La crisis en Oriente Próximo escala a niveles críticos. En las últimas horas, un segundo avión de combate estadounidense se ha estrellado en aguas del golfo Pérsico, sumándose al derribo de otra aeronave por parte de fuerzas iraníes ocurrido este mismo viernes.
Operativos de rescate y aviadores capturados
A pesar de la pérdida de los aparatos, las labores de búsqueda han dado resultados parciales:
- Segundo caza: El piloto ha sido rescatado con vida tras el siniestro.
- Primer avión (derribado): Se ha logrado rescatar a uno de los dos militares que viajaban a bordo.
- Recompensa: El régimen de Teherán ha intensificado la provocación al ofrecer públicamente una recompensa por la captura de los tripulantes estadounidenses.
Bloqueo diplomático y rechazo al alto el fuego
La vía del diálogo parece haber colapsado. Según informaciones de la agencia Fars, Irán ha rechazado de forma tajante una propuesta de cese de hostilidades de 48 horas planteada por Washington.

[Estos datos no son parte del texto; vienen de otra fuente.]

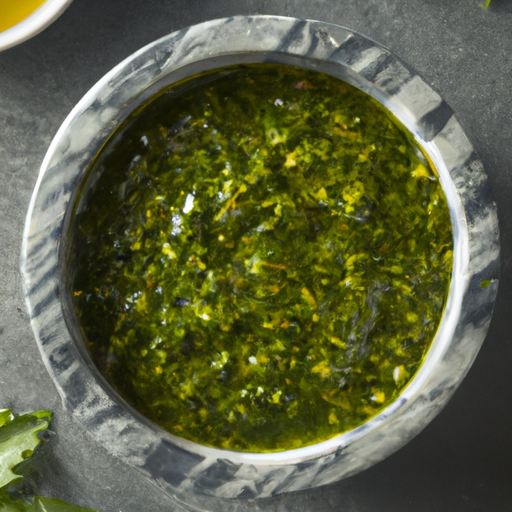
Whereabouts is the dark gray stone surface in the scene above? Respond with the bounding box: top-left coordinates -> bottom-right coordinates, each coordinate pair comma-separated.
1,1 -> 511,511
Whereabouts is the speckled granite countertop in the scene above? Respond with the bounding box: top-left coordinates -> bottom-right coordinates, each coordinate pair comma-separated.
1,1 -> 511,511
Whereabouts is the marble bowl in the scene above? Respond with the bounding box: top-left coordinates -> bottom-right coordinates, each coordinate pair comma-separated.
21,16 -> 499,509
0,0 -> 73,51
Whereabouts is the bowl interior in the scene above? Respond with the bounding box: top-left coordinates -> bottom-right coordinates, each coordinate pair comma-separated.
60,59 -> 457,454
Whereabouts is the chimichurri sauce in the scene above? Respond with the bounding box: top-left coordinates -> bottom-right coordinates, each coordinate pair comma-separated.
68,64 -> 453,452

Las autoridades iraníes han calificado las demandas de Estados Unidos como «inaceptables» y se niegan a participar en la reunión prevista en Islamabad. Con la diplomacia en punto muerto, el conflicto amenaza con desbordarse hacia un enfrentamiento regional de gran escala.
Incursión terrestre en Líbano
De forma paralela al conflicto aéreo, la situación en el frente terrestre ha dado un giro drástico:
- Despliegue israelí: El ejército de Israel ha iniciado la ocupación y desalojo de poblaciones en el sur de Líbano.
- Objetivo: Las tropas se están posicionando en una franja de unos 10 kilómetros desde la frontera, al sur del río Litani.
- Justificación: Según el mando militar israelí, la operación busca neutralizar la amenaza de los cohetes lanzados por la milicia Hezbolá contra el norte de su territorio.
Situación actual: La combinación de incidentes aéreos en el Golfo y la invasión terrestre en Líbano sitúa al mundo ante el momento más volátil de la región en décadas.